GOOGLE is shutting down Google Wave, its web-based program that lets people chat, share files and collaborate on documents in real time.
In a blog post, Google said Wave "set a high bar for what was possible in a web browser".
In September last year, Google began inviting people to test Wave, which merges email, online chat, social networking and "wiki" style group access to web pages or documents.
With the Wave, email or instant messages blossom into shared online arenas where anyone in the exchange can edit documents, add digital content, or comment at any time.
The web search and software company praised to the ability to drag files from a computer desktop into the web application and to see what someone else was typing as they typed it, character by character.
Unveiled amid much fanfare, it was supposed to revolutionise the way people communicated online, according to the Wall St Journal, and was regarded by some in the tech community as "part email, part Twitter and part instant messaging".
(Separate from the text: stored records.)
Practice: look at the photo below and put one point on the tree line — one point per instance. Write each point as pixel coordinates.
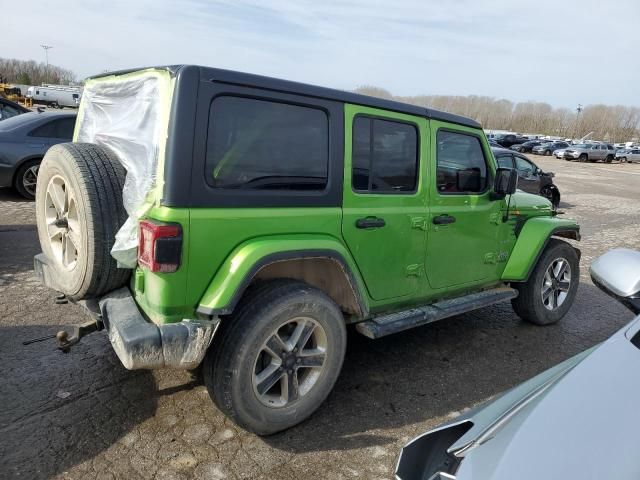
(609, 123)
(30, 72)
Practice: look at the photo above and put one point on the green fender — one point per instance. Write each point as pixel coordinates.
(532, 239)
(245, 261)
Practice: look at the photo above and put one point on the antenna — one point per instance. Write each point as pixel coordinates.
(46, 54)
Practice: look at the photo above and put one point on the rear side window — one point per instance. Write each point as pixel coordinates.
(461, 166)
(61, 128)
(384, 156)
(259, 144)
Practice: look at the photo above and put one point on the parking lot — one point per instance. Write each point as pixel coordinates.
(82, 415)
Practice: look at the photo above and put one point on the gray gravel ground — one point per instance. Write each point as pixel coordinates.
(82, 415)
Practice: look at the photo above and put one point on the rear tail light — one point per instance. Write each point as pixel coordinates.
(160, 246)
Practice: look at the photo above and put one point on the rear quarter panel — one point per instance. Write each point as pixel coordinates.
(531, 240)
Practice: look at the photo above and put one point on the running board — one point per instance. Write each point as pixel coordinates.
(399, 321)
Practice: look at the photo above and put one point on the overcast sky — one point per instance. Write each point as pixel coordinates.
(559, 51)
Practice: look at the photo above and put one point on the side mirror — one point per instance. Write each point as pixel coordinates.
(617, 273)
(505, 183)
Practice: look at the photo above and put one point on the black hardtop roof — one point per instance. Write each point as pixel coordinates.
(270, 83)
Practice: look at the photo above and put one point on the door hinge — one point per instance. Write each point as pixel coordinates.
(415, 270)
(419, 223)
(490, 258)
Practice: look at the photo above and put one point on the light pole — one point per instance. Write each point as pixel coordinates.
(578, 110)
(46, 55)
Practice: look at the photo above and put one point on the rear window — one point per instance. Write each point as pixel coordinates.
(260, 144)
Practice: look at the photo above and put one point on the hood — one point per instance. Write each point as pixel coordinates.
(551, 425)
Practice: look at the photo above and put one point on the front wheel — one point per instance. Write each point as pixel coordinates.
(275, 361)
(552, 195)
(552, 286)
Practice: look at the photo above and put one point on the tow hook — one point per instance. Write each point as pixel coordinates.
(66, 339)
(72, 335)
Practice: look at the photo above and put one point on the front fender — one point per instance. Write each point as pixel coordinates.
(532, 240)
(237, 271)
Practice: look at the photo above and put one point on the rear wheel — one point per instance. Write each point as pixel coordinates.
(274, 362)
(26, 178)
(78, 211)
(552, 286)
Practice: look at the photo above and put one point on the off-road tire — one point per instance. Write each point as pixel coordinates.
(528, 305)
(552, 195)
(19, 177)
(229, 365)
(96, 179)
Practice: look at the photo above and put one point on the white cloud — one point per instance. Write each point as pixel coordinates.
(560, 52)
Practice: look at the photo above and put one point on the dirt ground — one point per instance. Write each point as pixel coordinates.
(82, 415)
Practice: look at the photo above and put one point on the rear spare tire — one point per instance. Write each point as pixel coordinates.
(79, 210)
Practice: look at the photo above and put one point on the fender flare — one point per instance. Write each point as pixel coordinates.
(22, 161)
(238, 270)
(532, 239)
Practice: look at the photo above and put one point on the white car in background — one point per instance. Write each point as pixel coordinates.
(576, 421)
(559, 153)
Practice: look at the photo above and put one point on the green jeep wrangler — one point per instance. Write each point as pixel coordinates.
(267, 216)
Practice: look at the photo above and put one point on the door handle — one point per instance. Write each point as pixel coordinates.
(443, 219)
(370, 222)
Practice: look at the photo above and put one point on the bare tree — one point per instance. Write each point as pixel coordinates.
(31, 72)
(611, 123)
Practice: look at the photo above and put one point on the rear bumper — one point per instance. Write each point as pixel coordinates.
(142, 345)
(138, 343)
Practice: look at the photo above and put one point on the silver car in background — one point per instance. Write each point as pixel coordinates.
(631, 155)
(577, 420)
(590, 152)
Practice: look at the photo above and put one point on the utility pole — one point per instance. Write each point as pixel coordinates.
(46, 54)
(578, 110)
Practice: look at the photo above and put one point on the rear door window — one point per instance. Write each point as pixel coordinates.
(385, 156)
(261, 144)
(461, 166)
(505, 161)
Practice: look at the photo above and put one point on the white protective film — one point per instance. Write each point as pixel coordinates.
(129, 115)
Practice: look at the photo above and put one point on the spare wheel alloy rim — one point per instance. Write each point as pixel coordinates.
(556, 284)
(63, 226)
(290, 362)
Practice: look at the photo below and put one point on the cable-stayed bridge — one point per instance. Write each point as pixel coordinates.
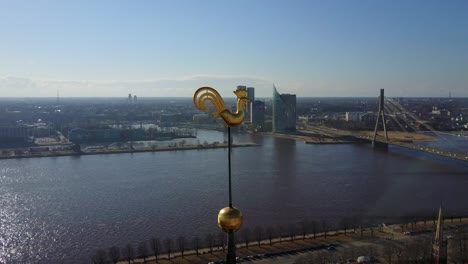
(403, 120)
(407, 121)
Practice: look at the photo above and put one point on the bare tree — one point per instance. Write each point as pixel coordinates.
(258, 234)
(168, 247)
(114, 254)
(155, 246)
(270, 233)
(280, 231)
(388, 252)
(314, 228)
(292, 231)
(196, 244)
(209, 242)
(245, 233)
(181, 241)
(128, 253)
(325, 227)
(304, 225)
(222, 240)
(344, 224)
(143, 250)
(99, 257)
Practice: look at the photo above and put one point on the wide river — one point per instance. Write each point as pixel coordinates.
(60, 210)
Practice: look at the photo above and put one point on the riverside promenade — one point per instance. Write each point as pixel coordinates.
(291, 249)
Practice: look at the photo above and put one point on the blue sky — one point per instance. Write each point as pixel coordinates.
(170, 48)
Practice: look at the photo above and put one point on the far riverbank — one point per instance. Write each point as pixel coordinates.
(120, 151)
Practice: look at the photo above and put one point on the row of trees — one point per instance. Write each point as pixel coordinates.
(245, 237)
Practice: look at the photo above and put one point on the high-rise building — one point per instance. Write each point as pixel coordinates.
(251, 96)
(284, 112)
(258, 113)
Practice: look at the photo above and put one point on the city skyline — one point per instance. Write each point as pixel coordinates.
(168, 49)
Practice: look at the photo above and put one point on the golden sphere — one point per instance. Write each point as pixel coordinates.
(229, 218)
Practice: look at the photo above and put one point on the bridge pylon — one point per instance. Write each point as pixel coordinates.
(380, 144)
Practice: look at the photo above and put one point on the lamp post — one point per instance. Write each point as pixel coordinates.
(229, 218)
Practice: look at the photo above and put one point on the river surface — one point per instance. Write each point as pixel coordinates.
(62, 209)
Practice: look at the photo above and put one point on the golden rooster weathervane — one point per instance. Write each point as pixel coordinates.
(208, 94)
(229, 218)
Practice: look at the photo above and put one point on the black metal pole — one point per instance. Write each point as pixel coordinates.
(229, 165)
(231, 254)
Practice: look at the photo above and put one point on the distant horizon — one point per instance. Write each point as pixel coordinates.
(308, 48)
(227, 97)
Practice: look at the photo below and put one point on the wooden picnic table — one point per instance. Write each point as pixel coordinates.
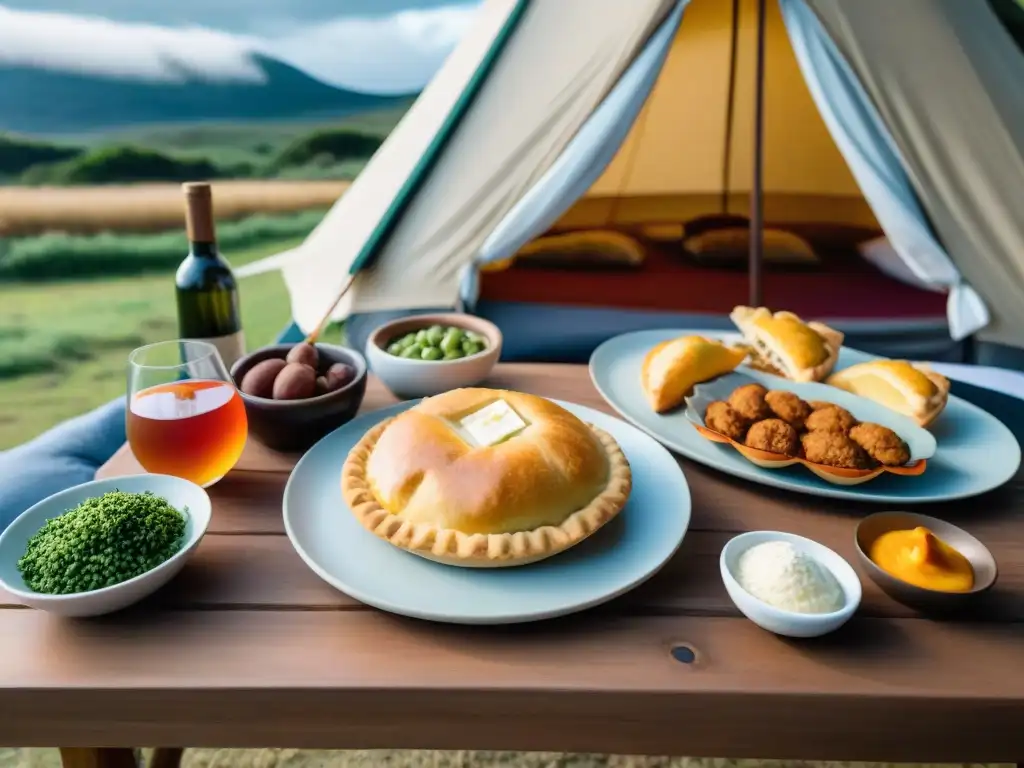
(248, 647)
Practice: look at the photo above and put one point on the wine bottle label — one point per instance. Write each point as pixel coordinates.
(230, 347)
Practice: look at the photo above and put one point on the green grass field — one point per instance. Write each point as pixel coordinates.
(64, 346)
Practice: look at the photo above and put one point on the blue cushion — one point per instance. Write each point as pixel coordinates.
(67, 455)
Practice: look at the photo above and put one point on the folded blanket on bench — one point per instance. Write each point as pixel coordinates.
(65, 456)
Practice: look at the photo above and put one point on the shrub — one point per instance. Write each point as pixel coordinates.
(127, 164)
(56, 256)
(16, 155)
(327, 146)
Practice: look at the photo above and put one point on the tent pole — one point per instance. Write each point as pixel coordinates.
(757, 202)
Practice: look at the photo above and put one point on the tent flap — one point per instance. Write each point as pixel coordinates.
(877, 165)
(945, 77)
(583, 161)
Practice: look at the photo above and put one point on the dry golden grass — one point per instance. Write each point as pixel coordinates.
(141, 208)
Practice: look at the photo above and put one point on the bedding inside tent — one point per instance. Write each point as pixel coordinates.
(640, 122)
(689, 157)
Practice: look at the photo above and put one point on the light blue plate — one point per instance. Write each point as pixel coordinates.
(622, 555)
(976, 452)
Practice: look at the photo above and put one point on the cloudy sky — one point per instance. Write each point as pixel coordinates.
(388, 46)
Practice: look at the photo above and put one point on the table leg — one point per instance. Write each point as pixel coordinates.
(166, 757)
(97, 758)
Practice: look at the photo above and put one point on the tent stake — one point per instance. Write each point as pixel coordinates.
(757, 202)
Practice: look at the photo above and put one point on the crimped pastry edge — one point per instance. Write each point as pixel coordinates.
(481, 550)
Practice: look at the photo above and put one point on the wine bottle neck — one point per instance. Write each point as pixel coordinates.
(199, 248)
(199, 213)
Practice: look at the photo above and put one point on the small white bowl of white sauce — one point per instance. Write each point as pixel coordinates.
(790, 585)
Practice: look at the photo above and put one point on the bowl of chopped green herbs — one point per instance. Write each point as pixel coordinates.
(102, 546)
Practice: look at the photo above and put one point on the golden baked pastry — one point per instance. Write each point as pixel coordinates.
(485, 477)
(672, 369)
(782, 343)
(909, 388)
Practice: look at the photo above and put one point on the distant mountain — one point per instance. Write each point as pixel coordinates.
(37, 100)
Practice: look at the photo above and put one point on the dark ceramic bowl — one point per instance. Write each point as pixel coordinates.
(926, 600)
(296, 425)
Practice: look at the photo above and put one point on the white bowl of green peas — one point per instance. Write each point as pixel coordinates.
(426, 354)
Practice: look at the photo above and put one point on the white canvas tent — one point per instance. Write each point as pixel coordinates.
(532, 107)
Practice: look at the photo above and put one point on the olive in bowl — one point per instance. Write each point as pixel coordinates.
(426, 354)
(297, 393)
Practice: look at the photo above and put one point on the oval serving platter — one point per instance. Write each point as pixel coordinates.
(921, 442)
(976, 452)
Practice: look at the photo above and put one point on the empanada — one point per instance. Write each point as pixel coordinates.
(673, 368)
(909, 388)
(783, 344)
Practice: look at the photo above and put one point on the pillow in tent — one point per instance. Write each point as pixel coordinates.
(68, 455)
(662, 232)
(602, 249)
(731, 247)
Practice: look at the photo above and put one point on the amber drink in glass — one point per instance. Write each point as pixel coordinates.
(184, 415)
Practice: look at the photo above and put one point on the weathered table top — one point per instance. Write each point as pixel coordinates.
(247, 647)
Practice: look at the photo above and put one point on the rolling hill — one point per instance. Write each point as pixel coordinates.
(37, 100)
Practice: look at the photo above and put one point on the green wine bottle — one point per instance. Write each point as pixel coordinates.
(206, 290)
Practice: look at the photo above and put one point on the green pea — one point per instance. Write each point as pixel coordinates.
(452, 340)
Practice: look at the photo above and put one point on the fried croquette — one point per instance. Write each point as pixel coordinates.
(830, 419)
(749, 401)
(774, 435)
(723, 418)
(834, 449)
(787, 407)
(881, 443)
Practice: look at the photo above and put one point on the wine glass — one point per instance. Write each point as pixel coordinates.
(184, 415)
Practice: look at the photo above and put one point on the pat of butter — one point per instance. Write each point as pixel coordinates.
(494, 423)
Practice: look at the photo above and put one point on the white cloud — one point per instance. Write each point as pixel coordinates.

However, the service has proved confusing to many prospective users and will now "join a long list of failed projects that Google has launched over the years", the Wall St Journal reported.
"Wave has not seen the user adoption we would have liked," Google senior vice president Urs Holzle said.
Google said it will maintain the Google Wave site at least through the end of the year and its technology will find its way into other Google projects.
Parts of the code are already available as open source.
Other innovative projects scuttled or significantly pared back by Google in the past include its Dodgeball social-networking service, its Jaiku micro-blogging service and its automated radio advertising service.